Managing a health care facility can be challenging in the modern era. Many factors go into providing expert patient care. One of the most important aspects of working with patients is ensuring they’re eating properly. Well prepared, tasty food is a must in order to overcome illness and get healthy again.
Over the years, many people have become accustomed to dining out on a regular basis. When patients enter a skilled care facility even for a short time, they can find it harder to adjust to the needs of the institution. Nurses and other health care professionals have recognized this issue as a problem. With that in mind, they’re creating a new food plans for the contemporary care facilities. Offering patients more food choices is the backbone of a new era in dining that holds great promise for care providers and patients alike.
New Dining Options
At some of the more upscale facilities, the entire process of dining has been completely revamped. Once plain dining plans are now far more lavish. Many places offer all sorts of culinary options. Like restaurants, residents can pick from many possibilities. It’s not uncommon to see many types of made-to-order menu items. It’s also increasingly common to see buffets that allow residents to pick and choose which particular menu items they want to eat from a much wider variety of choices. This has helped revolutionize the process of cooking food in such facilities.

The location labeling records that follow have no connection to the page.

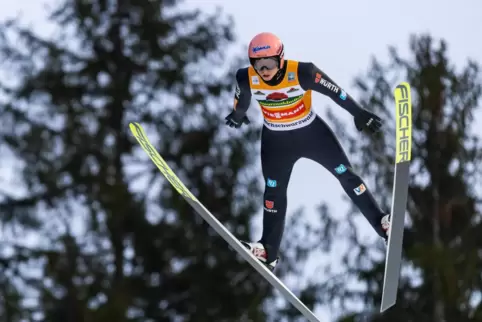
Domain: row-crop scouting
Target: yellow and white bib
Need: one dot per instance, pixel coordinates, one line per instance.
(285, 106)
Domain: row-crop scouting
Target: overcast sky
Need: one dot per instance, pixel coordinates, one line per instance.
(340, 37)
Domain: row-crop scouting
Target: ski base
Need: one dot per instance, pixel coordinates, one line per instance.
(163, 167)
(393, 259)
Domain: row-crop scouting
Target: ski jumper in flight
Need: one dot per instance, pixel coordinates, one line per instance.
(292, 130)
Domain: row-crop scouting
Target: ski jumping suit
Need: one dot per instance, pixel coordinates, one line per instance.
(292, 130)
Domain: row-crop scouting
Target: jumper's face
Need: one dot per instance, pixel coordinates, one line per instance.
(266, 68)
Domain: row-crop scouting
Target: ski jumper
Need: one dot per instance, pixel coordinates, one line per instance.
(292, 130)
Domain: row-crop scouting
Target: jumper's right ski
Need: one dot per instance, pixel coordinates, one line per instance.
(141, 137)
(400, 194)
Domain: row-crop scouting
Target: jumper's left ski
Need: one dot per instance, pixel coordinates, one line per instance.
(141, 137)
(393, 260)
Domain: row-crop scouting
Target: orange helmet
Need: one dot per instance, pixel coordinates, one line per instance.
(266, 45)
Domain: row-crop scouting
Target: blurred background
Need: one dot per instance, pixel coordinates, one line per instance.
(91, 231)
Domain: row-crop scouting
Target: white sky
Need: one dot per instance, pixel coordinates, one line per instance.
(339, 37)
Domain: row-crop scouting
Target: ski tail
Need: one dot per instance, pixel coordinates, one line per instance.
(403, 108)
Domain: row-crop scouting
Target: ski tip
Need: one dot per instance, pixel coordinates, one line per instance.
(385, 307)
(134, 126)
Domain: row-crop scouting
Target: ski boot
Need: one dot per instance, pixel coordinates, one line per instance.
(258, 250)
(386, 226)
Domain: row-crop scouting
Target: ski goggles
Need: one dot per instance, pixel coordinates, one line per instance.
(265, 63)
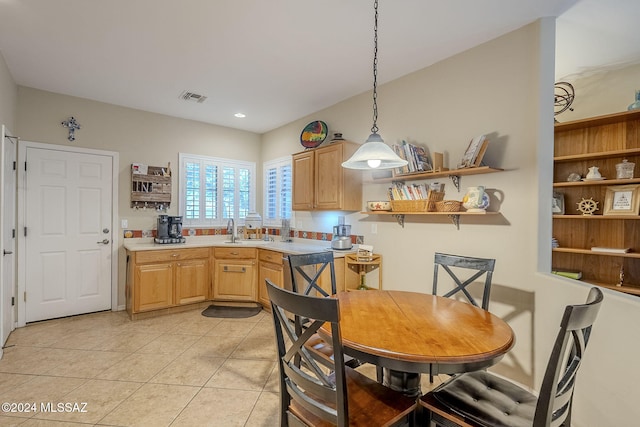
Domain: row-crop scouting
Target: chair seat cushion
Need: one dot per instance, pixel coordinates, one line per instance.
(488, 400)
(370, 404)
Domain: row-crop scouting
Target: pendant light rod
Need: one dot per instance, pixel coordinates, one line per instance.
(374, 128)
(374, 153)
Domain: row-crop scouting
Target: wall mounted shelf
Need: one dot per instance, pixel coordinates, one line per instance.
(454, 174)
(454, 216)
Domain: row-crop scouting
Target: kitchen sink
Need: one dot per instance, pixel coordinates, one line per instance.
(247, 242)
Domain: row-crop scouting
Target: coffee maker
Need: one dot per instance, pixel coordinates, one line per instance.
(341, 235)
(169, 230)
(175, 229)
(162, 231)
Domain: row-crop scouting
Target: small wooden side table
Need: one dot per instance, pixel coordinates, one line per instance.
(358, 272)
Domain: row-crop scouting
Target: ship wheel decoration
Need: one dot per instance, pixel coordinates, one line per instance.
(563, 96)
(587, 206)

Whereas many items were made in large batches and then left to sit under hot lamps to wait for people to eat at set times, today’s discerning clients want something more. They’re finding in menus that emphasize locally sourced ingredients and even offer glasses of wine with each part of the menu. Four and even five course menus are changing the way residents live and eat.
While such menus are increasingly being seen at certain facilities, skilled nursing experts realize there are certain obstacles that can get in the way. Many SNF residents must stick to a restricted diet. They’re not able to eat certain foods. Others must eat at certain times in order to ensure their medication needs are fully met. Yet, this still makes it possible for such facilities to take a close look at their plans to feed residents and see where they can improve them. It’s all about going beyond the basics and implementing flexible ideas that keep in mind all patients are individuals. The goal is not about getting calories to patients. It’s about making sure patients are happy with their food choices and ready to embrace eating properly.
Many facilities are looking at ways to allow residents to choose when they want to eat, what they want to eat and eat when they’re hungry instead of sticking to a specific time frame. The real ideal is for such facilities to examine ways in which they might function as a restaurant does and put the needs of their clients first. It is, as one facility manager states, a “person-centered care approach.”
Facility owners and operators see how restaurants provide meals. They’re making dining spaces more appealing with dimmer lights and comfortable seating. The goal is also take out the institutional feel and replace it with something more homey. They’re bringing in better quality ingredients such as steak that can help stimulate patient appetite. This may appear to cost more money initially but it pays off when patients eat more and thus generate less food waste. Many places have replaced bland items in every part of their menu including snacks. Gone are the days when milk and crackers ruled. Instead, there’s more varied fare such as sandwiches and a variety of soups.
The net result has been happier patients and a sense of better serving their patient population. That makes it one trend likely to stick around long-term.